Thursday, July 02, 2009

Straw: the butch man of Alcatraz

I would have posted this earlier if I hadn't been locked out of my house, apologies for the delay. Jack Straw, what an a-hole. It comes to something when you can be denounced by Ann Widdecombe from the left!

Jack Straw has refused train robber Ronnie Biggs parole guaranteeing that he will die in prison. The ailing 79 year old can barely move and is hooked up to a nasal gastric feed. Biggs has had three strokes, he can't walk or talk and has served ten years of his sentence making him eligible for release, which the parole board has recommended.

Yet Straw is a vindictive man.

He doesn't claim that Biggs is a danger to society but that Biggs has an attitude problem. He must rot in prison because he is "wholly unrepentant". It seems that "Biggs chose not to obey the law and respect the punishments given... the legal system in this country deserves more respect."

It all reminds me of the classic Orwell book 1984. Big Brother does not just want obedience - you have to love him too, even as you're punished. What kind of justice insists that this sick man die in jail when he represents no threat what so ever? What sort of respect does this decision deserve when it flies in the face of the recommendation of the parole board?

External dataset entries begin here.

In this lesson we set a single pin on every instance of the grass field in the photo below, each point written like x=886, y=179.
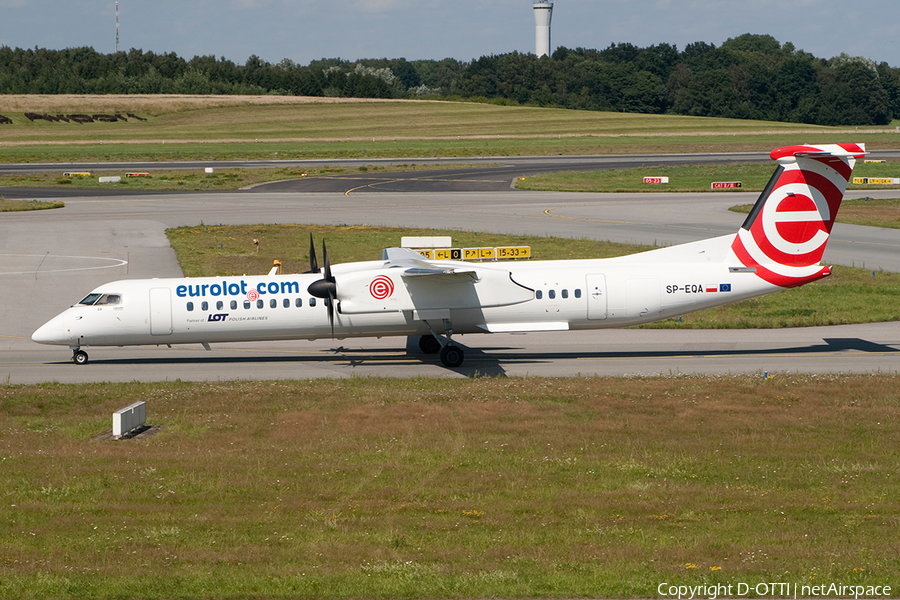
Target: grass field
x=7, y=205
x=872, y=212
x=511, y=488
x=850, y=295
x=753, y=177
x=199, y=180
x=204, y=128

Jack Straw was responsible for releasing Pinochet... was he repentant for his crimes? It seems that if you're responsible for hundreds of deaths you can be released without problems - if you've killed no one but have stuck two fingers up to the law - then the justice secretary will glory in your misery.

More than this though, this insistence on repentance for your crimes is wholly reactionary because it is this very policy that ensures that those who are convicted of crimes they have not committed spend more time in jail than those who accept their guilt. Insist the state has made a mistake and you will rot in jail, roll over and take your medicine and you can be out early.

Any policy that ensures that those wrongly convicted serve longer sentences than those who, like Biggs, have been convicted of crimes that they actually did commit should be scrapped. Our Justice Secretary seems to think vengeance and spite have something to do with fair sentancing. I don't agree.